Any type of surgery carries a risk of infection. If the fistula is not completely removed, for example because you are having the surgery carried out in several stages, an infection in the tract (channel) can sometimes spread to other parts of the body.
If this happens, you may require a course of antibiotics (medication to treat infections that are caused by bacteria). If the infection is severe, you may need to be admitted to hospital so that antibiotics can be administered through a drip in your arm (intravenously).
In some cases, surgery can damage the anal sphincter muscles (the ring of muscles that open and close the anus). If the muscles are damaged, you may lose control of your bowels, leading to faeces leaking uncontrollably from your rectum (the area where they are stored). This is known as faecal or bowel incontinence.
The likelihood of incontinence occurring after surgery will depend on the type of surgery you had and the position of your fistula. If you had some bowel incontinence before surgery, this may get worse.
Incontinence after a fistulotomy (surgery that opens up the fistula) is more common in women and in people with Crohn's disease, a condition that causes inflammation of the lining of the digestive system. Rates of incontinence vary, although most studies report incontinence in between 3% and 7% of people.
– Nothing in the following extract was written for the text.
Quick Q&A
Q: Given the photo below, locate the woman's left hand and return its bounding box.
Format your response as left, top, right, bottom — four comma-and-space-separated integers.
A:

After using seton techniques, the incontinence rate is 17%, and after an advancement flap procedure the incontinence rate is around 6-8%. Ask your surgeon about the risks associated with your procedure.
Reoccurrence of the anal fistula
In some cases, the fistula can reoccur despite surgery. After having a fistulotomy, the reoccurrence rate is 21%. After an advancement flap procedure, the reoccurrence rate may be as high as 36%.